El algoritmo como termómetro, no como jaula
Carla no niega la presión del dato: en ViX aprendió a trabajar con data y a entender que, en streaming, medir es parte del oficio. Pero en su etapa independiente marca el límite: “yo no me voy a limitar solo al algoritmo, sería matar la creatividad”.
Su postura es pragmática: estudiar al cliente, entender identidades de plataforma, leer conversación social cuando no hay acceso directo a data interna, y —sobre todo— no confundir tendencias con destino. “No solamente puede ser un trend follower, también tienes que ser un trend setter”, dice, defendiendo el riesgo como músculo creativo y estratégico.
Esa tensión se vuelve aún más relevante cuando hablamos de historias de mujeres. Carla lo ve con claridad comercial: “las mujeres somos las que más consumimos televisión”, así que no hay razón para tratar esas narrativas como “capricho” cuando vienen recortes. El reto, para ella, está en el liderazgo y en el balance entre lo que ya funcionó y lo que todavía necesita probarse.
Una empresa mejor para mujeres: la maternidad como parte del diseño
Hacia el final, Carla deja ver el corazón del proyecto: la flexibilidad como arquitectura, no como concesión. Lo aterriza en un ejemplo concreto: “tengo una chica que trabaja conmigo… es mamá de dos bebés y lo primero que le dije es: este es un espacio donde tú puedes ser mamá y puedes trabajar”.

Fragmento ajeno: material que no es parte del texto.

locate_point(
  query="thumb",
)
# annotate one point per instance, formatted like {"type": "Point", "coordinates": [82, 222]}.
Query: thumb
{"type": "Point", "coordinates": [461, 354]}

No suena a slogan, suena a alguien que conoce el costo. Ella misma lo dice con una mezcla de orgullo y duelo cuando habla de su hija mayor y la universidad: “quisiera retroceder el tiempo y estar un poquito más…”. y luego remata con el sentido práctico del emprendimiento: “lo lindo de mi negocio… es que yo me estoy diseñando la flexibilidad que yo quiero para ser madre”.
“Cielito es un pájaro con alas”
Cuando se le pide un mensaje para otras mujeres que están por reinventarse, Carla no promete caminos fáciles. Habla de valor, paciencia y flexibilidad: “no es de un día para el otro”, y a veces hay que sostener el proyecto con consultorías, par time o dos, mientras llega el greenlight.
En una industria donde las decisiones se mueven con el pulso de un dashboard, la frase tiene otra lectura: emprender, para Carla Gómez, no es irse de la industria. Es quedarse —con más control— para empujar historias que duren, trabajen en el mercado y, al mismo tiempo, digan algo verdadero sobre quienes las miran y sobre quienes las crean.